ASK the average Western Australian to name the state’s major petroleum export and most would surely answer liquefied natural gas.
That is the sector that gets all of the attention, based on the scale of the North West Shelf venture and the billions of dollars being poured into new projects such as Pluto, Gorgon and Wheatstone.
The official statistics say otherwise, with crude oil exports actually worth more than LNG exports in 2011.
Crude oil exports amounted to $11.4 billion last year, well ahead of LNG exports at $8.6 billion, according to the Bureau of Statistics and the Department of Mines and Petroleum.
That ranking is likely to change in the near future, as new LNG projects are commissioned.
The ranking is also somewhat artificial, because LNG projects are actually big contributors to ‘crude oil’ exports.
The North West Shelf venture, for instance, had total exports of $14.9 billion last year, based on estimates by WA Business News using data published by project operator Woodside. (The calculation deducted domestic sales of pipeline gas and liquefied petroleum gas and extrapolated from the residual figure to estimate the NWS venture’s export sales.)
About 40 per cent of the NWS venture’s total export sales were from condensate ($5.2 billion) and oil ($700 million).
Putting those two together, the NWS venture accounted for just more than half of the state’s ‘crude oil’ exports.
Looking ahead, the petroleum sector’s growth is dominated by LNG projects, and in contrast there are doubts about whether the state can even sustain, let alone grow, oil production.
Speaking at a Committee for Economic Development of Australia resources conference in Perth last week, Woodside executive director commercial Rob Cole said one-third of growth in global LNG capacity in the next few years would come from WA.
Together, these projects will have annual LNG capacity of 27.5 million tonnes.
That will be on top of production from the NWS venture (16.3mtpa) and Woodside’s Pluto project (4.3mtpa), which was commissioned this year.
Once all of these projects are in production, the value of WA’s LNG exports would be more than three times last year’s figure of $8.6 billion.
“In contrast to gas, new oil projects are currently not being developed at a rate quick enough to offset declining rates of production at existing fields,” Mr Cole told last week’s CEDA conference.
“So there is a major and concerning challenge ahead for our industry, indeed for the state and the country, to continue discovering and developing new oil resources.”

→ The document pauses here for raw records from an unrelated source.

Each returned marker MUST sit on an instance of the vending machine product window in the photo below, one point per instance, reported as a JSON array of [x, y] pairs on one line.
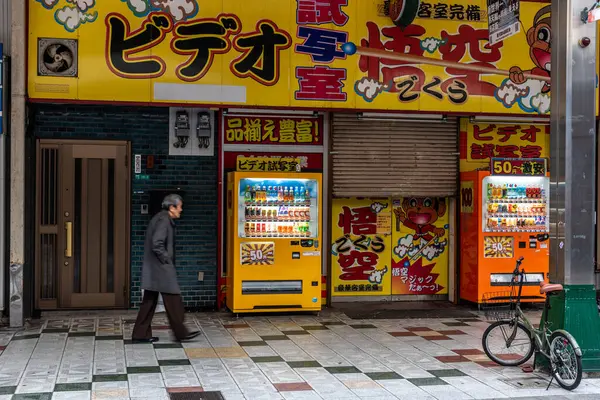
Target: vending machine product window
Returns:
[[515, 204], [278, 208]]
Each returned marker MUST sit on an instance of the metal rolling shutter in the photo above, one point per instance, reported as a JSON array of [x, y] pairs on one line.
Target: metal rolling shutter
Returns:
[[394, 157]]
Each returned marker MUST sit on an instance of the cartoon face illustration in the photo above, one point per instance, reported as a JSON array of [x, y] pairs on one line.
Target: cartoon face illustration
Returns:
[[420, 214], [538, 39]]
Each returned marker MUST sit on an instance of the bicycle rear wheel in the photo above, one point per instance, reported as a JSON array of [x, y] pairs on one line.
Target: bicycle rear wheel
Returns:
[[496, 344], [566, 364]]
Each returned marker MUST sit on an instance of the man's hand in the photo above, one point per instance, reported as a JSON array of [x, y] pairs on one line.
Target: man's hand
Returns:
[[516, 75]]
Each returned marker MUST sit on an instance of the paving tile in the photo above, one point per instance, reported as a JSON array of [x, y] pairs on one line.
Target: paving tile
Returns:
[[292, 387], [165, 363], [291, 333], [445, 373], [72, 387], [276, 337], [7, 390], [193, 353], [315, 328], [419, 329], [453, 324], [451, 332], [168, 346], [427, 381], [110, 378], [402, 334], [343, 370], [81, 334], [143, 370], [253, 343], [378, 376], [451, 359], [437, 338], [231, 352], [33, 396], [304, 364], [362, 326], [468, 352]]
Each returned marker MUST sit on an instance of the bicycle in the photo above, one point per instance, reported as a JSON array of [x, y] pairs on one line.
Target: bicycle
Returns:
[[559, 346]]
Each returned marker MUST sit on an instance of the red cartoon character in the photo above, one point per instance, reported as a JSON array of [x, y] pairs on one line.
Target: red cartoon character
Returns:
[[420, 214], [538, 38]]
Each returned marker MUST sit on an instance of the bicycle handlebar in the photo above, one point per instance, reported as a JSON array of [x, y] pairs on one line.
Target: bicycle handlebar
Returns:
[[519, 261]]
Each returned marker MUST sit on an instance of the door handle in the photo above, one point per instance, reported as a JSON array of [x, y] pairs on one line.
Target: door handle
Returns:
[[68, 248]]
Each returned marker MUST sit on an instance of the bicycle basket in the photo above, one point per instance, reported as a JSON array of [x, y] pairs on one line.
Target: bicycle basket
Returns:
[[499, 306]]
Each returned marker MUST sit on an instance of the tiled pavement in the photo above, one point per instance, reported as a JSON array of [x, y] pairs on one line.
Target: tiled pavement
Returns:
[[87, 356]]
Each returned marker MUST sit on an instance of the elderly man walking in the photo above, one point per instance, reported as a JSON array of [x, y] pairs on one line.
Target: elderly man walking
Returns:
[[159, 275]]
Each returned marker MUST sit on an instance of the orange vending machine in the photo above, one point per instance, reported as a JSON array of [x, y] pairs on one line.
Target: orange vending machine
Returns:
[[504, 215], [274, 245]]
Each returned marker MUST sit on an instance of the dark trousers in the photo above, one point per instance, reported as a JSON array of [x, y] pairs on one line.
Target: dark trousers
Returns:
[[175, 313]]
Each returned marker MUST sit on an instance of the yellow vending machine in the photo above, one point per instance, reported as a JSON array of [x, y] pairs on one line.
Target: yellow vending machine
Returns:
[[273, 242]]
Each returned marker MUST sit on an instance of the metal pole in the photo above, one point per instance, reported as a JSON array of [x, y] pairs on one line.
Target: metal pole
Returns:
[[573, 175], [17, 172], [3, 225]]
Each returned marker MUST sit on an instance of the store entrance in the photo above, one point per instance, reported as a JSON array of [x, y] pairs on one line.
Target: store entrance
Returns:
[[82, 235]]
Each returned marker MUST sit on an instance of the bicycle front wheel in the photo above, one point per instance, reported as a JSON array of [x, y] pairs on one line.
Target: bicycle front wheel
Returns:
[[507, 343], [566, 364]]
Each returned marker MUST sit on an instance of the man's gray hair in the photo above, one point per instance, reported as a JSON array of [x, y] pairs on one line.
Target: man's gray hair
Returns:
[[171, 200]]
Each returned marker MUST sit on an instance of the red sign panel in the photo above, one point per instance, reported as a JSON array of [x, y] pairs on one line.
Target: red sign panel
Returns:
[[273, 130], [518, 166]]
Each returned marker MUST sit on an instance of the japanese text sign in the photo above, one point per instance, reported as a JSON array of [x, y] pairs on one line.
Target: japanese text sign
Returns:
[[485, 141], [361, 247], [272, 130], [300, 53], [420, 255], [511, 166], [257, 253], [267, 164]]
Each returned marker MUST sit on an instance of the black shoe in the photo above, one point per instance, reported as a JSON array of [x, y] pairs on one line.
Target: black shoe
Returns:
[[191, 335], [153, 339]]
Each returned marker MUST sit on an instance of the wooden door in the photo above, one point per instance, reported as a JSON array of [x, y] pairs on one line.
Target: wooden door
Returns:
[[83, 224]]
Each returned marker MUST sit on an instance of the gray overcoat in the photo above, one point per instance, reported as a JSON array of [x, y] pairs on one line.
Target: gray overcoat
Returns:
[[158, 270]]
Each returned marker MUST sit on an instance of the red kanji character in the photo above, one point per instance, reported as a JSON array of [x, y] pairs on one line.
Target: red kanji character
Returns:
[[402, 41], [357, 266], [507, 151], [469, 41], [506, 132], [530, 134], [320, 83], [359, 221], [321, 12], [123, 47], [530, 151], [478, 133], [479, 152]]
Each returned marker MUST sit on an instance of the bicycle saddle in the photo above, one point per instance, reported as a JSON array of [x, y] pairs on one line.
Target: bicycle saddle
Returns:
[[550, 287]]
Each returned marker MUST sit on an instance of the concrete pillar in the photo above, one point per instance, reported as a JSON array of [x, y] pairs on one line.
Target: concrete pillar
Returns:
[[17, 169], [573, 180]]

Six big players dominate oil production in WA, almost all of which is produced offshore using floating, production, storage and off-take (FPSO) vessels.
The NWS venture operates the Cossack Wanaea Lambert Hermes project.
Production from these fields started in 2005 and their life was extended after a $1.8 billion redevelopment project that included the commissioning last year of the Okha FPSO.
Woodside’s Australia Oil business unit is another big player, generating export sales last year of $1.7 billion.
US company Apache is also a big exporter, with WA oil sales of $1.6 billion last year, according to data published in the company’s form 10-K filing with US regulators.
The biggest contributors to its WA oil exports were its Van Gogh and Stag projects and its interest in BHP’s Pyrenees project.
Another player in WA’s oil sector is Santos, which operates the Mutineer-Exeter project.
Mr Cole said there had been no significant new developments in the oil sector since the Van Gogh and Pyreness projects were commissioned in the Exmouth sub-basin in 2010.
He noted a limited number of developments with the potential to begin producing in the next few years.
The only ‘greenfields’ development is Apache’s Balnaves project, which involves development of new fields via an FPSO.
Apache’s Ningaloo Vision upgrade project will tie back the Coniston and Novara fields to the existing Van Gogh sub-sea infrastructure
Santos is proceeding with its $490 million Fletcher-Finucane development, which involves a tie back to its Mutineer-Exeter FPSO.
Woodside is also evaluating the development of its Cimatti and Laverda fields, both located near its existing Enfield project.